From the comparison of the quality of reduction in the two groups, we found that the modified sacroiliac screw had better compression reduction effect on the dislocated sacroiliac joints under the premise of using the same reduction method. We believe that, on the one hand, the limited safe channel of conventional sacroiliac screws, especially in variant sacrum, where the safe channel of the screws is close to the posterior aspect of the sacroiliac joints, makes it difficult to provide good compression reset of anteriorly dislocated sacroiliac joints, on the other hand, the point of action of the modified sacroiliac screw is close to the most obvious position of sacroiliac joint dislocation, and although the screw trajectory is not completely perpendicular to the bone surface, it still has a better compression resetting effect on the dislocated sacroiliac joints(Fig. 9). Although the difference in Majeed's functional scores at the final follow-up between the two groups was not statistically significant, the VAS scores of sacroiliac joint pain still showed that the modified sacroiliac screws were more effective than the conventional sacroiliac screws for fixation of sacroiliac joint dislocation.
In addition, the use of the intraoperative TiRobot navigation device was of great help, as it improved the accuracy of nail placement, greatly reduced the number of intraoperative fluoroscopies, and shortened the operative time.
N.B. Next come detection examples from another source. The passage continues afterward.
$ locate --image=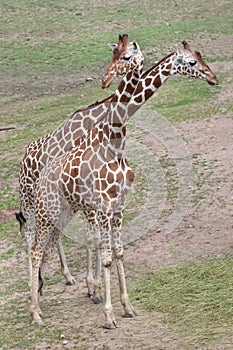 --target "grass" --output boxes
[0,0,233,350]
[0,0,232,76]
[133,256,233,349]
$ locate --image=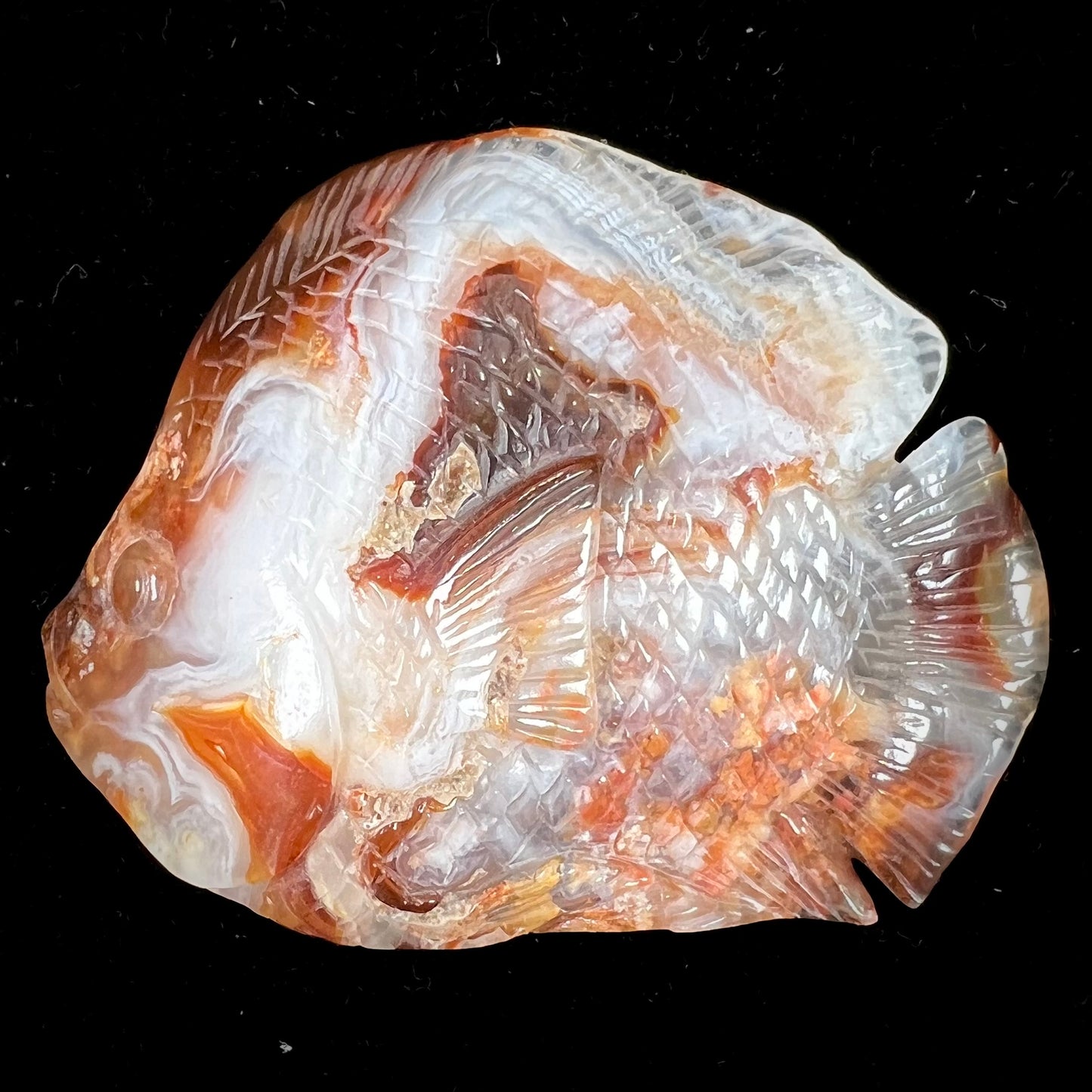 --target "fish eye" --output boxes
[110,537,178,636]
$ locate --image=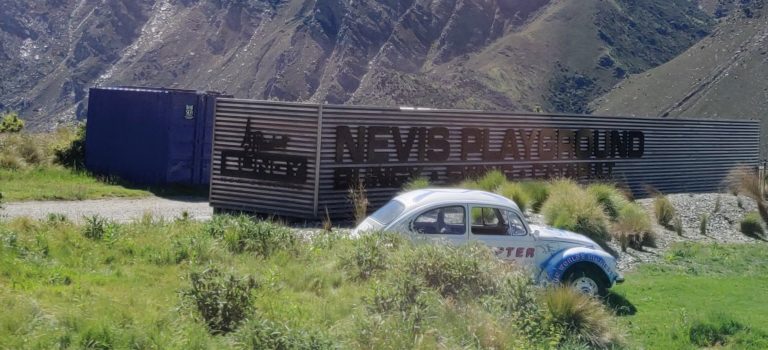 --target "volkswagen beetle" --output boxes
[352,189,624,296]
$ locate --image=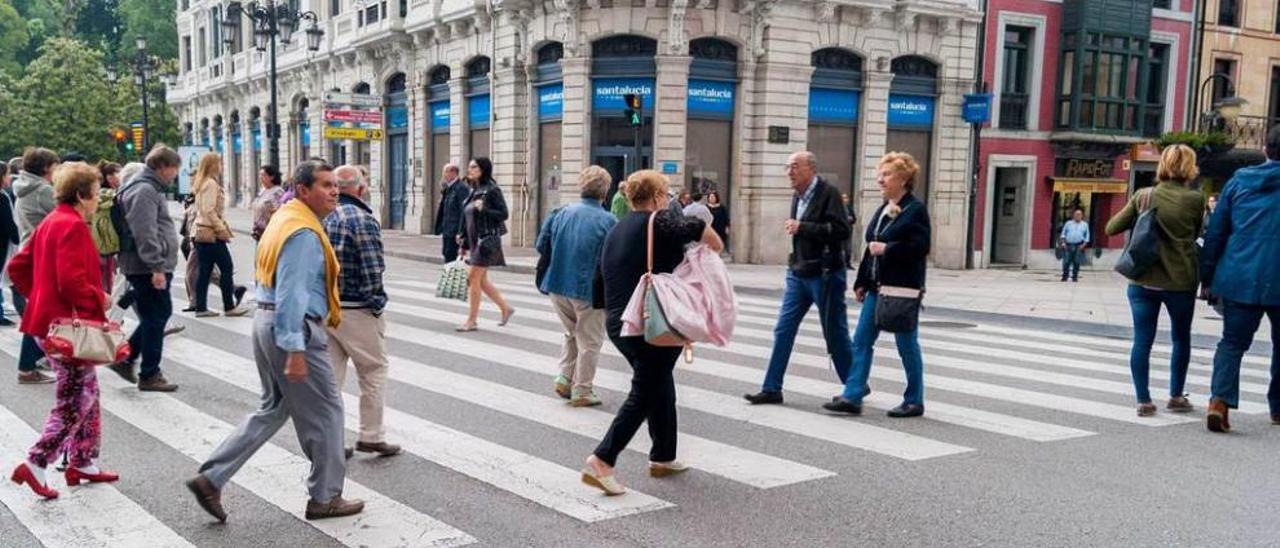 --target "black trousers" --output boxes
[595,334,682,466]
[196,242,236,310]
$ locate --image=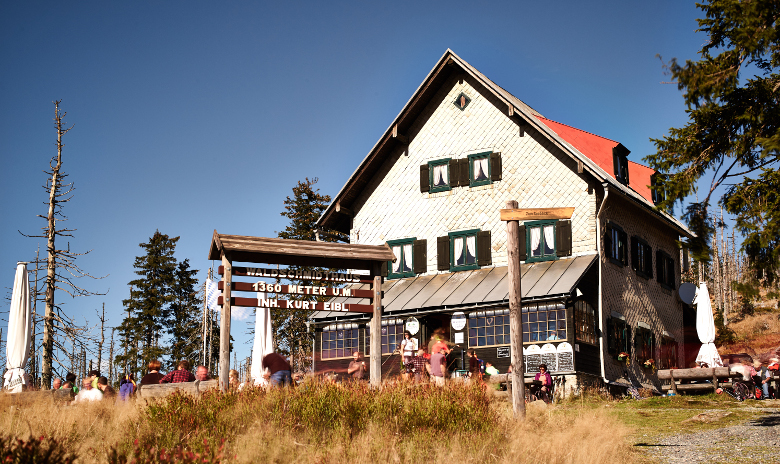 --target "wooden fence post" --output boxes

In clinical application, we also found several problems: 1. The sacral segment of the modified SIS is slightly shorter, and when the vertical pelvic shift is obvious, the S2 penetrating screw can be used to enhance fixation; 2.Fluoroscopy of the iliac wing front view is very important during intraoperative screw placement, as this image can not only prevent the LC-II screw from penetrating the inner or outer iliac plate but also clearly show whether the modified SIS breaks through the medial edge of the iliac bone and enters the pelvic cavity to avoid the "in-out-in" phenomenon with screws; 3.Intraoperative repositioning of the fracture is crucial, and the operator needs to have rich surgical experience in closed and incisional repositioning of pelvic fractures; 4.The sample size of the current study is limited, and there is a need for further expansion of the sample size and regular observation and follow-up in follow-up work to ensure the maturity and reliability of this technique.